Ментулий, боязливо оглядываясь на Роксолана, полез на гнедого.
— А теперь проваливай! — резко сказал Лобанов. — Трусам в Дакии не место!
— Не имеешь права! — подал голос Ментулий.
— Пошел отсюда! — рявкнул Сергий и шлепнул гнедого мечом плашмя. Конь заржал и припустил галопом. В толпе кто-то нервно засмеялся, Эдик свистнул, подгоняя изгоя. И только Роксолан сохранял серьезность.
— Больше это не повторится, — пообещал он. — Учтите все, кто имеет склонность к трусости, — можете дрожать от страха, сколько вам угодно. Но если кто-то еще будет поднимать панику. Убью!
Глава девятая,
в которой Гай Антоний переоценивает свои силы, а Луций Эльвий зарабатывает как может
1
— Клянусь Гераклом, — бушевал Луций Эльвий, — эти мерзкие преторианцы еще узнают, как мешать меня с дерьмом! Будет тут каждая сволочь корчить из себя! Собирайся, легат. Живо! Ступай в принципарий и поройся в документах, а я людей порасспрашиваю — может, кто видел этого Сирма. Через него мы точно к золоту выйдем. И уберемся из этой Дакии!

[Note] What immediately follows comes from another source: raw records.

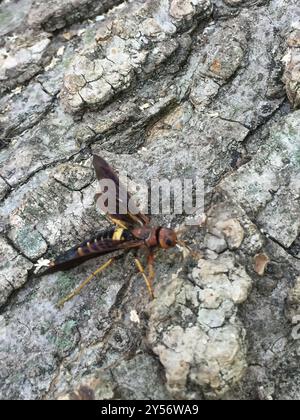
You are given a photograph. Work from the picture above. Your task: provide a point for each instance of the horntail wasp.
(131, 230)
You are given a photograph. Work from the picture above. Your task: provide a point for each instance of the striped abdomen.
(100, 244)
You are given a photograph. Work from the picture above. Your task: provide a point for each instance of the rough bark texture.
(163, 88)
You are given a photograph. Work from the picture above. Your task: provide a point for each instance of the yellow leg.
(151, 266)
(147, 281)
(83, 284)
(117, 222)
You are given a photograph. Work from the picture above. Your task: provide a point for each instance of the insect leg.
(83, 284)
(151, 266)
(147, 281)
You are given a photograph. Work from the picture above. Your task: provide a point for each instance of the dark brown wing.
(104, 171)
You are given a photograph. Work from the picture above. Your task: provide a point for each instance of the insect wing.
(120, 198)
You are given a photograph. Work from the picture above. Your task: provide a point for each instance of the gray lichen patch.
(22, 110)
(268, 187)
(170, 90)
(292, 68)
(73, 176)
(14, 270)
(4, 188)
(12, 15)
(59, 14)
(21, 58)
(194, 330)
(29, 242)
(122, 381)
(38, 147)
(128, 49)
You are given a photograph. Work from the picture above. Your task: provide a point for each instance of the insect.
(131, 230)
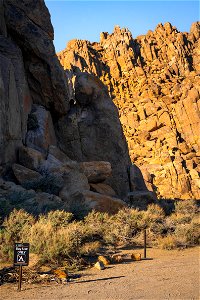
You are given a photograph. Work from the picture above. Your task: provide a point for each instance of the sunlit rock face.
(154, 81)
(91, 131)
(61, 140)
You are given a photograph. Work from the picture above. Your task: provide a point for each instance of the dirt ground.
(165, 275)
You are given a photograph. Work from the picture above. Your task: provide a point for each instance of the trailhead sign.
(21, 254)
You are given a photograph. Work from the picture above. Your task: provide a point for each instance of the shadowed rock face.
(28, 24)
(154, 82)
(38, 120)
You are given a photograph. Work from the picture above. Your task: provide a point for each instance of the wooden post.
(20, 279)
(145, 243)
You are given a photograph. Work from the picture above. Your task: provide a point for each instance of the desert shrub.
(18, 222)
(123, 227)
(186, 207)
(57, 218)
(168, 242)
(188, 234)
(90, 248)
(97, 223)
(14, 229)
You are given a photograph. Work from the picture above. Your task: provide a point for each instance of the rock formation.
(154, 81)
(59, 147)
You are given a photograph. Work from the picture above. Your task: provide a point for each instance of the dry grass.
(58, 239)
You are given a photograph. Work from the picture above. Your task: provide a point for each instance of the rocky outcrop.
(154, 81)
(49, 124)
(29, 71)
(91, 131)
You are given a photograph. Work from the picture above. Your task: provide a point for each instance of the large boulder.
(82, 203)
(96, 171)
(74, 181)
(40, 134)
(102, 188)
(24, 175)
(30, 158)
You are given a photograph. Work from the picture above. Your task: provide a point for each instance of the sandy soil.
(167, 275)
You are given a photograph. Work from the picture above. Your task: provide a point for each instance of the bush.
(59, 239)
(15, 229)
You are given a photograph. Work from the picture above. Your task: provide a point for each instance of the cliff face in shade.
(36, 116)
(154, 81)
(29, 71)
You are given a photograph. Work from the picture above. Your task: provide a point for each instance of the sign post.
(21, 258)
(145, 243)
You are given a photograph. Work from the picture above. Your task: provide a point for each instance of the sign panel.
(21, 254)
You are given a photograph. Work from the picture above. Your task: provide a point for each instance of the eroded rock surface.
(154, 81)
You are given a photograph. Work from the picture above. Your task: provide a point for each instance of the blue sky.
(86, 19)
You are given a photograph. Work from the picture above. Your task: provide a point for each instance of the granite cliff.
(154, 81)
(60, 148)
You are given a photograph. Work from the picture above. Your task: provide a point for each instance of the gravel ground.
(165, 275)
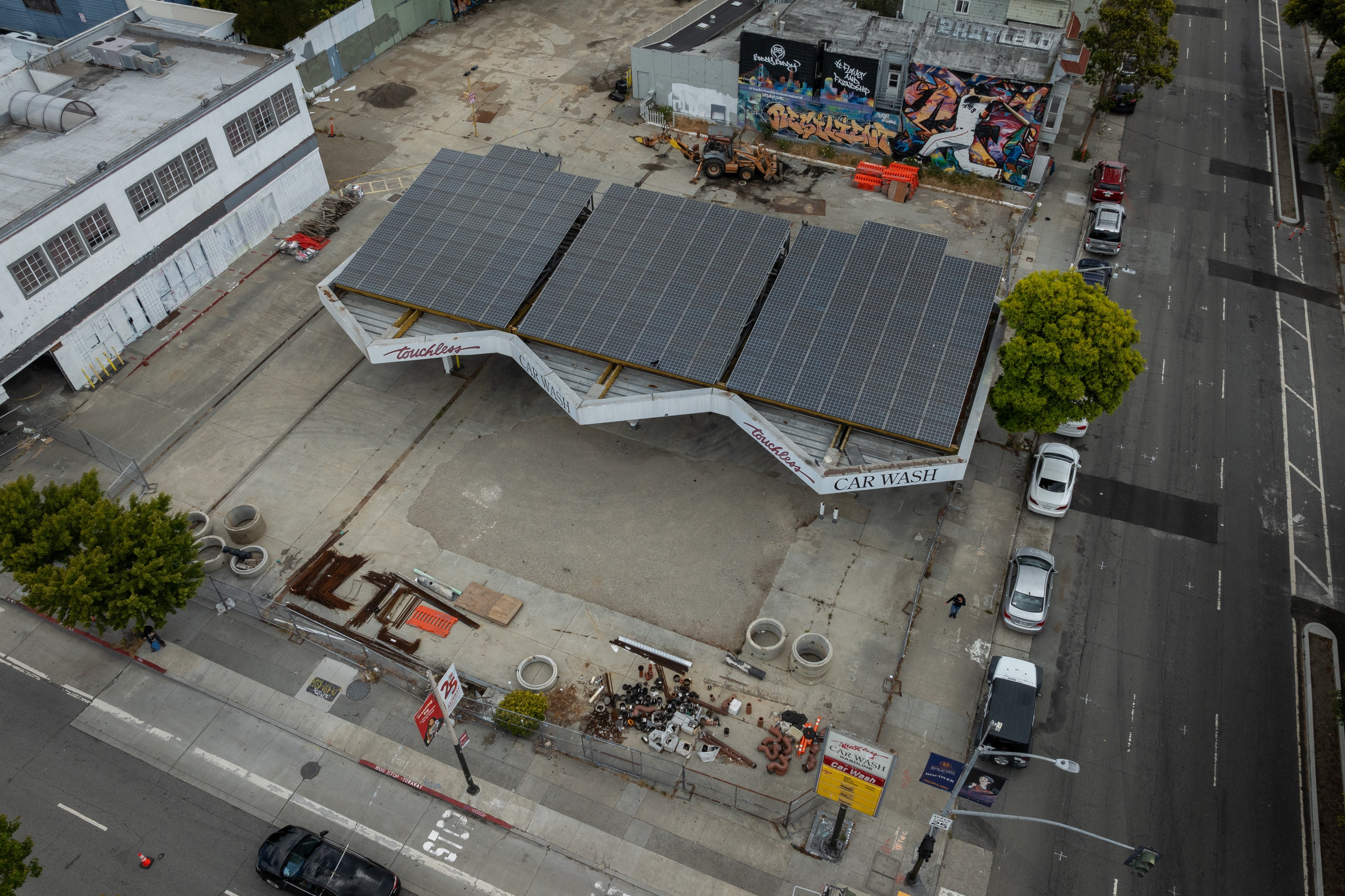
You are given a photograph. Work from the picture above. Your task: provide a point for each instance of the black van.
(1011, 708)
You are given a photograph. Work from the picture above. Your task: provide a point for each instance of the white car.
(1054, 479)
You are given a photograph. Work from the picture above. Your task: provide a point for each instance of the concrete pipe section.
(810, 658)
(245, 524)
(537, 673)
(210, 552)
(766, 638)
(201, 525)
(253, 565)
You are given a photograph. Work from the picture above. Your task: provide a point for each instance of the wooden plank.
(486, 602)
(505, 610)
(477, 599)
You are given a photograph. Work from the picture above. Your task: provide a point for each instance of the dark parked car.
(1097, 272)
(1124, 100)
(307, 863)
(1011, 708)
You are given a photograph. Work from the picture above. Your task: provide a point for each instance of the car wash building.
(857, 361)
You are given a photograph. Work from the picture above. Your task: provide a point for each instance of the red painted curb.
(435, 793)
(95, 640)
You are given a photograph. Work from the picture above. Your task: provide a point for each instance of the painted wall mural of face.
(978, 124)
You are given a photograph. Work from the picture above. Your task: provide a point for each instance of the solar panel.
(660, 282)
(473, 235)
(880, 330)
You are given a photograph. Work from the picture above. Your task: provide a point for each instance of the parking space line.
(83, 816)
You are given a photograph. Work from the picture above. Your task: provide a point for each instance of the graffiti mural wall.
(978, 124)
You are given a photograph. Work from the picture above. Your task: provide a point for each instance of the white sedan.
(1054, 479)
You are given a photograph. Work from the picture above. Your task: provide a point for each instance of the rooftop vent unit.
(49, 113)
(124, 53)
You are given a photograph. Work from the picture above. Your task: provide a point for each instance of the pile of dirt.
(565, 707)
(388, 96)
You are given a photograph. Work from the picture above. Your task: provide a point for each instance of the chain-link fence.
(404, 674)
(661, 771)
(23, 424)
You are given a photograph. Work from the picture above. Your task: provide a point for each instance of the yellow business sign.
(853, 773)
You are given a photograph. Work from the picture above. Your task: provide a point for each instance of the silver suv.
(1109, 220)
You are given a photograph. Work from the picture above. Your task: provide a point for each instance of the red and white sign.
(451, 689)
(429, 717)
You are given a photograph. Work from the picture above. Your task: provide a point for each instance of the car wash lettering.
(885, 481)
(781, 452)
(552, 389)
(818, 126)
(408, 353)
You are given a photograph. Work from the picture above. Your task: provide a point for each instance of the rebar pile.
(323, 575)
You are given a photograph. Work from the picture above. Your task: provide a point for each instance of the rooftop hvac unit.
(113, 51)
(49, 113)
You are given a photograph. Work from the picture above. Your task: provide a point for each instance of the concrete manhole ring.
(537, 673)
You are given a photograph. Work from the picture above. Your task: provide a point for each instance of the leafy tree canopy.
(15, 866)
(1071, 354)
(1324, 17)
(271, 23)
(83, 557)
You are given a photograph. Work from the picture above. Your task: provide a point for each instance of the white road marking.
(131, 720)
(25, 668)
(1216, 750)
(83, 816)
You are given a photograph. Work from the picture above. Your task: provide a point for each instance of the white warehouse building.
(135, 166)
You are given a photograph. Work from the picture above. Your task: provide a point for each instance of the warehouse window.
(263, 119)
(144, 197)
(67, 249)
(97, 229)
(200, 161)
(286, 104)
(33, 272)
(173, 178)
(239, 134)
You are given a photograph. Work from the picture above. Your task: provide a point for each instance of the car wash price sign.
(853, 771)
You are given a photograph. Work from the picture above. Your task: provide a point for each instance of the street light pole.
(926, 849)
(473, 787)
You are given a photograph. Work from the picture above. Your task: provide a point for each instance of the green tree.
(271, 23)
(1071, 354)
(1129, 45)
(83, 557)
(1324, 17)
(15, 866)
(1335, 78)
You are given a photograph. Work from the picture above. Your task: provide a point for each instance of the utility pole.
(471, 100)
(473, 787)
(926, 848)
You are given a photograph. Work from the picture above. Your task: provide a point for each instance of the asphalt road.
(1171, 660)
(200, 844)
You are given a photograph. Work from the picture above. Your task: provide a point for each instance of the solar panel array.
(660, 282)
(880, 330)
(473, 235)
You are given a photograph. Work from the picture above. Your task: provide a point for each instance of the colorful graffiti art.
(810, 119)
(975, 123)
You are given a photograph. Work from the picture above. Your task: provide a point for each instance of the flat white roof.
(131, 105)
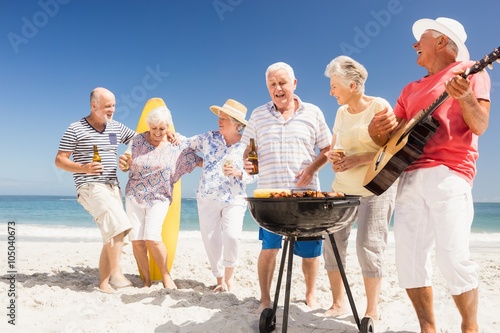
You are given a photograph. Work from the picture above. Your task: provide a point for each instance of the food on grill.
(280, 193)
(266, 193)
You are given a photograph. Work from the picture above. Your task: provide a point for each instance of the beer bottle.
(97, 157)
(253, 157)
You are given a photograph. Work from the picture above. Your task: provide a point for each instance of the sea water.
(62, 214)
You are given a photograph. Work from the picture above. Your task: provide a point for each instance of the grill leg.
(280, 274)
(344, 280)
(288, 285)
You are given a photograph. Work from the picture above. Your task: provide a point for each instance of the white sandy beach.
(57, 279)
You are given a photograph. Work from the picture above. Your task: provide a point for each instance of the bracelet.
(465, 94)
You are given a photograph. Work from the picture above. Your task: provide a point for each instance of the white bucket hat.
(449, 27)
(232, 108)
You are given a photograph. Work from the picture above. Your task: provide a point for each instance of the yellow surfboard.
(171, 224)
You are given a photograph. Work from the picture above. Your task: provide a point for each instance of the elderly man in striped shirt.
(288, 133)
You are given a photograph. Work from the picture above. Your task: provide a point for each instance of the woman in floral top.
(221, 191)
(155, 165)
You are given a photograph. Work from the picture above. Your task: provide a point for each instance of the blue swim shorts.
(303, 249)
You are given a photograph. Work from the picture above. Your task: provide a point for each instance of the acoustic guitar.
(407, 142)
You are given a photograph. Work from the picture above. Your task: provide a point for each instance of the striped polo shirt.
(79, 139)
(286, 147)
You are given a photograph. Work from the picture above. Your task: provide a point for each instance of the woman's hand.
(124, 162)
(341, 164)
(230, 170)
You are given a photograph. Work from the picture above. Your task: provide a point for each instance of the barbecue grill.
(304, 218)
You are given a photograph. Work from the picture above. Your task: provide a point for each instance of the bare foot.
(120, 282)
(335, 311)
(220, 288)
(312, 303)
(230, 284)
(106, 290)
(169, 283)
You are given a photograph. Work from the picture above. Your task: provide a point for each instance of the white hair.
(347, 70)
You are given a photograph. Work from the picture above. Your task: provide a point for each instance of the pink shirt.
(453, 144)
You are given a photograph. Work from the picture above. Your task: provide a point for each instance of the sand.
(56, 292)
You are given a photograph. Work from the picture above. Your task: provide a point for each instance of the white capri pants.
(147, 222)
(221, 225)
(373, 216)
(434, 209)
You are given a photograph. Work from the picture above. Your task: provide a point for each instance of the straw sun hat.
(449, 27)
(232, 108)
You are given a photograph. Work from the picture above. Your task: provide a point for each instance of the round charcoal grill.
(304, 218)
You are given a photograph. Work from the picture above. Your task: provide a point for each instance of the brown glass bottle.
(253, 157)
(96, 157)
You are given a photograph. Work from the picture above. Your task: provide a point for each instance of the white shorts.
(104, 203)
(146, 222)
(434, 211)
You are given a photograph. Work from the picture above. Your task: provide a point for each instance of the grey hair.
(158, 115)
(347, 70)
(281, 65)
(451, 46)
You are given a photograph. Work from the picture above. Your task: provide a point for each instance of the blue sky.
(196, 53)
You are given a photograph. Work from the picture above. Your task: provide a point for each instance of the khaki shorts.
(104, 204)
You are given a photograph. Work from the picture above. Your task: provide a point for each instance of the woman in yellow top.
(347, 85)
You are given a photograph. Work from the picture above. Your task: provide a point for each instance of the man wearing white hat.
(434, 206)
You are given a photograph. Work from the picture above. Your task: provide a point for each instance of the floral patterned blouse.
(154, 170)
(213, 183)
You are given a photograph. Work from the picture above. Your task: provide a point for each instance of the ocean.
(60, 216)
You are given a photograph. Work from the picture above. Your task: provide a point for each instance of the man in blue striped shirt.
(96, 182)
(292, 138)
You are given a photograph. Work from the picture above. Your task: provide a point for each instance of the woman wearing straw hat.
(221, 191)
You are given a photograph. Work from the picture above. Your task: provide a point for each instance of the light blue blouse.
(213, 183)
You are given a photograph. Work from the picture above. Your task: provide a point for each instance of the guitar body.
(402, 149)
(407, 142)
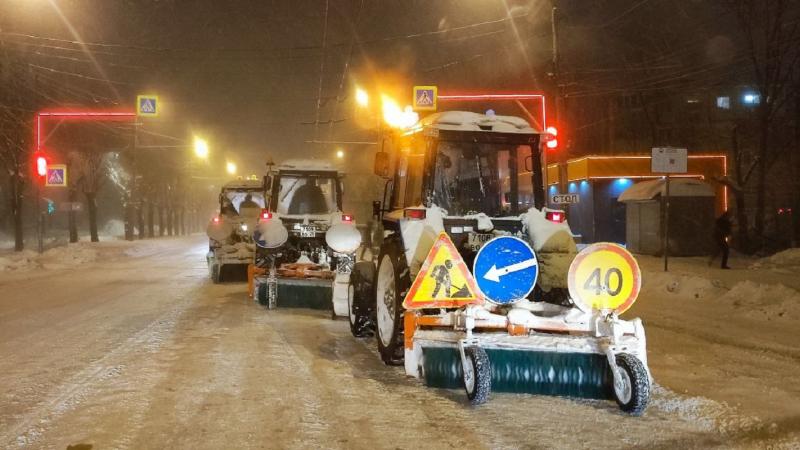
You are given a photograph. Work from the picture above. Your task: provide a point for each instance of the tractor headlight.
(271, 234)
(343, 238)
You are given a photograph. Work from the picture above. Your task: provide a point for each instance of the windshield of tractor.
(248, 202)
(471, 178)
(306, 194)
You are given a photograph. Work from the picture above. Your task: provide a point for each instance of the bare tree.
(91, 171)
(770, 33)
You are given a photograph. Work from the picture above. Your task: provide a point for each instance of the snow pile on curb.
(755, 300)
(770, 301)
(56, 258)
(786, 259)
(113, 228)
(683, 286)
(24, 260)
(547, 236)
(67, 256)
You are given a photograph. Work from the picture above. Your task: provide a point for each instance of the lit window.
(751, 99)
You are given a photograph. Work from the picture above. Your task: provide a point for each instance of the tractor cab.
(230, 233)
(468, 174)
(305, 244)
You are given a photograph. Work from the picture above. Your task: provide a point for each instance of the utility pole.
(561, 156)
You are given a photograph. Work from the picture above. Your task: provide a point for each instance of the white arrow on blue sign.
(506, 269)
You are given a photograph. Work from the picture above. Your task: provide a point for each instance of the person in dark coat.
(722, 233)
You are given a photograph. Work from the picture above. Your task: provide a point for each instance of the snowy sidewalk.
(729, 336)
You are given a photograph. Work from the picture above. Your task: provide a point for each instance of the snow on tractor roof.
(679, 187)
(243, 183)
(306, 164)
(470, 121)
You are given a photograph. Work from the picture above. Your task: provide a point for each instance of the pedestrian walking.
(722, 233)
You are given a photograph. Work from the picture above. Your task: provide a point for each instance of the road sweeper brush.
(509, 344)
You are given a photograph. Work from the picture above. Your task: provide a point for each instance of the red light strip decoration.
(702, 177)
(511, 96)
(79, 115)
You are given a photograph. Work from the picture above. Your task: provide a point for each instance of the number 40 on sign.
(604, 277)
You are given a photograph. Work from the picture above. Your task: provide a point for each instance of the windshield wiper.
(480, 175)
(290, 189)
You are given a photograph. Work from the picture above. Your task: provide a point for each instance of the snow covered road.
(141, 350)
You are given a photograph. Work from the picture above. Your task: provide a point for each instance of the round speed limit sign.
(604, 276)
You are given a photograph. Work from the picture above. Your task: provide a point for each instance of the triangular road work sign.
(443, 280)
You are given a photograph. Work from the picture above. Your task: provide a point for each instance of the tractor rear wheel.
(360, 300)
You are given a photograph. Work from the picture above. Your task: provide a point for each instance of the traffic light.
(41, 163)
(552, 138)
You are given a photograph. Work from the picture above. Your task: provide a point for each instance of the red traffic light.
(551, 138)
(41, 164)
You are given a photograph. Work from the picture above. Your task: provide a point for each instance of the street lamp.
(362, 98)
(200, 148)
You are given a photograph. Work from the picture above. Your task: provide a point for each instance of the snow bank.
(747, 298)
(768, 301)
(18, 261)
(547, 236)
(114, 228)
(67, 256)
(786, 259)
(683, 286)
(55, 258)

— О, боги, — пробормотал Гай со злостью. — Как же мне все это надоело!
— Что именно? — холодно поинтересовался гладиатор-аукторат.
— Всё! — отрезал легат. — И ты прежде всего! Раскомандовался тут!
— Без истерик, пожалуйста, — поморщился Змей.
— Это не истерика! И нечего меня выводить из себя!
— Не истерика, говоришь? — Луций сощурился. — А что? Очередной каприз папенькиного сынка?
Гай аж побурел от злости.
— Я взрослый человек! — завопил он, проглатывая согласные. — И обойдусь без того, чтобы мной командовал гладиатор, пускай даже первого палуса!
— Ты хочешь с ревом ускакать, чтобы пожаловаться папочке? — глумливо усмехнулся Луций. — Боюсь, папочка тебя отшлепает за непослушание!
Понял ли Гай, что его специально оскорбляют, или не понял, но он сдержался. Побледнел только, отчего краснота на его щеках пошла пятнами.
— Нет, я не собираюсь никому жаловаться, — раздельно проговорил он. — Но и подчиняться тебе я больше не стану. Понятно?
— А-а! — воскликнул Эльвий, дурачась. — Так ты метишь в командиры нашей славной компашки?
Сын Элия Антония ответил по-прежнему серьезно:
— А ты что, считаешь, будто я недостоин?
Луций Эльвий тоже сменил тон.
— Гай, — сказал он, — пойми меня правильно. Я не держусь за свое командирство. Больше того, оно мне в тягость! Но, понимаешь. Командиром может быть тот, кто способен принимать решения и отвечать за них. Тот, кто берет на себя ответственность и несет ее!
Легат вздернул голову.
— А ты считаешь, — сказал он запальчиво, — что я на это не способен?
Гладиатор вздохнул.
— Не важно, что считаю я, — мягко проговорил он. — Важно, кем ты сам считаешь себя!
— Я считаю, — резко сказал Гай, — что взять на себя ответственность могу! И нести ее способен!
— Да? — поднял бровь Луций. Секунду подумав, он отвязал от пояса мешочек с денариями, выданный сенатором, и протянул его трибуну-латиклавию: — Держи тогда! И неси!